What has happened? The Budget was supposed to contribute about 8 per cent. as a reduction of energy costs, but even that has not materialised. Steel producers still face increasing energy costs. Unless something is done about factors such as that, the private sector will not stand much chance. I ask my right hon. and hon. Friends to take urgent action in an area where they can have some influence and direct effect.

We understand that Mr. MacGregor has undertaken to investigate any complaints by the private sector about alleged undercutting of prices by the British Steel Corporation. This is very much a cosmetic exercise. I have no doubt that any blatant examples will be investigated and that action will be taken. But how can the private sector hope to compete against a corporation which has £1,000 million of taxpayers' support in a single year? It is not specific examples of undercutting, but the general ability of the corporation to absorb losses on a massive scale which counts. In a recession such as we have experienced, if the BSC had been unable to absorb those losses, many private sector companies would have been able to increase their production and share of the market. But they have not been able to do that. They have lost markets at home and abroad in the face of the BSC's competition. As a result, many now face bankruptcy and liquidation.

We are told that investigations will be made and that we are not to worry about unfair competition of that kind. But I believe that unfair competition will continue as long as the taxpayer is ready to put his hand into his pocket and pay out the sums about which we are now talking.

We have been told that one object of the Bill—and I welcome it—is to ensure transparency of competition and fair competition so that we know where the taxpayers' money is going and the extent to which the BSC is being subsidised. I have to come back to the point that I have put to my hon. Friend on a number of occasions. That may in future be true about the BSC—although I am not too sure of that—but what about the new Phoenix companies? We are supposed to welcome these little Phoenixes which will spring up from the ashes. I fear that they are not Phoenixes, but the tentacles of a State octopus. We shall see these quasi-State companies still linked to their parent company and able to obtain transfusions of money from the centre.

I come back to the point that I have put before about Allied Steel and Wire. It will have an almost monopoly position, although it was set up in such a way that there was no prospect of referring it to the Monopolies and Mergers Commission. It has been established with a direct link with the British Steel Corporation. Therefore, we are entitled to know how much money will be available to that new organisation to enable it to sustain losses in the first year of its life in order to capture the lion's share of that section of the market. We are entitled to have that information.
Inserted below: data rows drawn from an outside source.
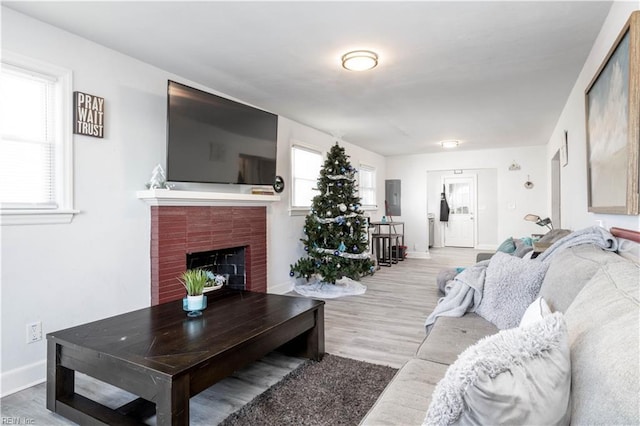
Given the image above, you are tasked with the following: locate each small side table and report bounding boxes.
[371,222,404,266]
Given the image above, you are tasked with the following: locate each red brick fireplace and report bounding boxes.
[151,206,267,305]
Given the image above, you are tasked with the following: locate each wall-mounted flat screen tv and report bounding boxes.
[167,80,278,185]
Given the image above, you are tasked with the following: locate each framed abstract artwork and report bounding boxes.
[585,11,640,215]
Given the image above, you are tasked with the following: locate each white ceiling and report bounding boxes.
[3,1,611,156]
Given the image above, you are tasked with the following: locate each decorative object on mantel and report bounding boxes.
[178,269,208,317]
[585,11,640,215]
[145,164,173,189]
[524,214,553,230]
[73,92,104,138]
[202,270,228,293]
[524,175,535,189]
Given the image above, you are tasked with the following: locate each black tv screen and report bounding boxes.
[167,80,278,185]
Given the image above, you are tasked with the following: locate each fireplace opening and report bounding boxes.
[187,247,247,290]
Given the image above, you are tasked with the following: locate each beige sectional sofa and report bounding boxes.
[361,244,640,425]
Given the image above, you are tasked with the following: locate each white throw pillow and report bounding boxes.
[423,312,571,426]
[520,297,551,327]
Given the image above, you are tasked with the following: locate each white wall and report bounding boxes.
[1,7,385,395]
[547,1,640,230]
[387,146,550,257]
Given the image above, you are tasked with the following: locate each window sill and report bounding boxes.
[0,210,80,226]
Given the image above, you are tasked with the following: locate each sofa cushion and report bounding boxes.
[424,313,571,426]
[416,313,498,365]
[565,261,640,424]
[540,244,625,312]
[360,358,447,426]
[475,253,547,330]
[520,297,551,327]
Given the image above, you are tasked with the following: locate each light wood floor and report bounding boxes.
[0,248,477,425]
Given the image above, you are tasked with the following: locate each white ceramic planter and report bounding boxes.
[187,294,204,311]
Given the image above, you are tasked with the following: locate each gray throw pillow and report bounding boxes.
[423,312,571,426]
[476,253,548,330]
[513,240,533,257]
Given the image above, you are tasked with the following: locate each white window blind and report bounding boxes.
[0,50,78,225]
[0,66,57,208]
[291,145,322,208]
[358,164,376,207]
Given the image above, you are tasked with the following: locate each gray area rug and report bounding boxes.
[220,354,397,426]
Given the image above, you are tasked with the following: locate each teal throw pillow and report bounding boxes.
[496,237,516,254]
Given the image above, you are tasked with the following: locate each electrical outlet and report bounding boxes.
[27,321,42,343]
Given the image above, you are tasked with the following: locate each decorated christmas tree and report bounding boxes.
[291,142,374,284]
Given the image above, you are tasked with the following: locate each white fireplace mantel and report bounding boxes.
[136,189,280,206]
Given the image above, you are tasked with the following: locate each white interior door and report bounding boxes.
[443,175,476,247]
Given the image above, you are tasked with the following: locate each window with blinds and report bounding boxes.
[358,164,377,207]
[0,51,76,225]
[291,145,322,208]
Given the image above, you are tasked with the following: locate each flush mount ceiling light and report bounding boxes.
[440,140,460,148]
[342,50,378,71]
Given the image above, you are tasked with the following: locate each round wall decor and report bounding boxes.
[273,176,284,194]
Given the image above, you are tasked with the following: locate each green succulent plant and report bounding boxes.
[178,269,208,296]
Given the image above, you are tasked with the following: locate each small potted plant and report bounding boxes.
[178,269,208,311]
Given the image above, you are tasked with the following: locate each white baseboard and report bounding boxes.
[407,251,431,259]
[0,359,47,398]
[475,244,498,251]
[267,280,293,294]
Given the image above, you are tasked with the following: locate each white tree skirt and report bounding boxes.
[293,277,367,299]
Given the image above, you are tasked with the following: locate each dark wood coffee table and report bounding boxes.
[47,289,324,425]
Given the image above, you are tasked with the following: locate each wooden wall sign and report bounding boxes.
[73,92,104,138]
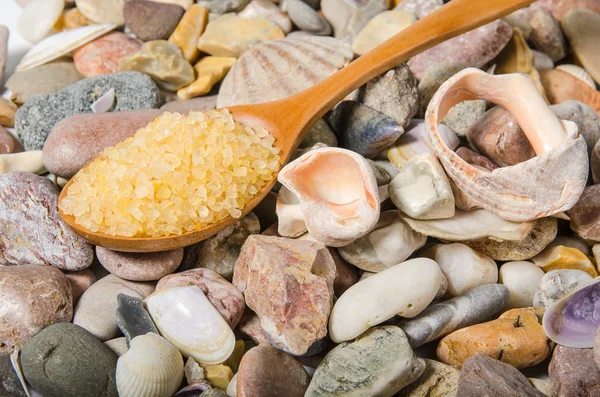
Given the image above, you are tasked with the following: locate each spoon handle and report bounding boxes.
[287,0,534,131]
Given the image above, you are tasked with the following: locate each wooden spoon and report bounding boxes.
[59,0,534,252]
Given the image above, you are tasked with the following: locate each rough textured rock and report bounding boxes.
[233,235,335,355]
[156,268,246,329]
[548,345,600,397]
[457,354,544,397]
[397,284,510,348]
[21,323,118,397]
[0,172,94,270]
[15,72,160,150]
[236,344,310,397]
[305,326,425,397]
[0,265,73,353]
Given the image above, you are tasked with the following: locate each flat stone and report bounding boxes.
[0,172,94,271]
[73,274,154,341]
[21,323,118,397]
[437,308,550,368]
[156,268,246,329]
[396,358,459,397]
[169,4,208,63]
[236,344,310,397]
[397,284,510,349]
[15,72,160,150]
[457,354,544,397]
[308,326,425,397]
[96,247,183,281]
[123,0,185,41]
[233,235,335,356]
[73,31,143,77]
[548,345,600,397]
[408,19,512,80]
[0,265,73,353]
[6,61,83,104]
[198,14,285,58]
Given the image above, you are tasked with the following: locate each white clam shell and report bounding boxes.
[116,333,183,397]
[144,286,235,365]
[17,24,117,71]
If there is to be fair competition, and if we are to know how much public money is going into such bodies, we should be given the facts and figures when the Phoenix companies are set up. I understand that it might not be appropriate to let us have the facts and figures when negotiations are taking place on the price of assets. However, as soon as the deal is made, my hon. Friend will be under a duty to tell the House how much taxpayers' money has been put into each of the new Phoenix companies. If we are not given that information, we shall not have faith in the claim that there will be true and fair competition between public and private sector companies. The steel industry has had a disastrous two years. In addition, those two years have been disastrous in terms of the damage done to the faith of the Conservative Party and to the faith of Conservative Back Benchers. We have seen proud, successful and efficient companies go under, or standing in danger of doing so, because a Conservative Government have given subsidies to the State sector and because of the problems involved in a recession. The Bill could provide the basis for re-establishing faith if it creates genuinely viable and unsubsidised private sector companies. However, at this stage, we are dependent on an act of faith and on pure optimism.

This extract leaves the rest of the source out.